In the last legislative session, AB 46 was passed by the Legislature and signed by Gov. Brian Sandoval. This bill authorized local county government to raise property and sales taxes, ostensibly for school construction, with only a majority vote by the legislators. The increase in property taxes would also be separate from the official property tax cap. Why have a cap when you can just create a new tax?

The special interests who lobby for increases in government are usually well paid for their efforts. Numerous government and corporate entities have paid lobbyists in Carson City. Government employees are often given paid leaves from their jobs to lobby and demonstrate for more government.

In Nevada, we have been fortunate to have a small but dedicated group of citizen lobbyists who forsake their personal lives and spend an enormous amount of time at the state Legislature to defend the rights of the citizen at large. For years these have included Janine Hansen and others associated with Nevada Families for Freedom.

While I cannot agree with some of their positions—the families they defend are always very traditional and very well documented—it is wonderful to have Nevadans so committed to the principles of limited government. They can be relied on to testify eloquently against tax increases and for civil liberties. They alone opposed AB 46 at the legislative hearings.

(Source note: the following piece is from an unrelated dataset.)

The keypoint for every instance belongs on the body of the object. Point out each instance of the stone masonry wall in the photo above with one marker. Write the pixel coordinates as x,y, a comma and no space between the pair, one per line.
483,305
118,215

When AB 46 was passed it was immediately seen as an end run around the Nevada Constitution. The grassroots networks that Nevada Families had created were alerted. The Washoe County Commission received the phone calls and emails that were needed to inform them of the people’s outrage over this blatant parliamentary maneuver. When Commissioner Kitty Jung made the motions Nov. 12 to implement AB 46 and raise taxes, she was met with complete silence. Not a single commissioner seconded the motion. We must congratulate the courage of Commissioners David Humke, Bonnie Weber, Marsha Berkbigler, and Vaughn Hartung in defying the Legislature and the governor.

But most of all, we have to be grateful that there are those Nevadans whose names are not on a plaque in front of a government chair but who care about the eternal battle waged by government power against freedom. This time they have persevered.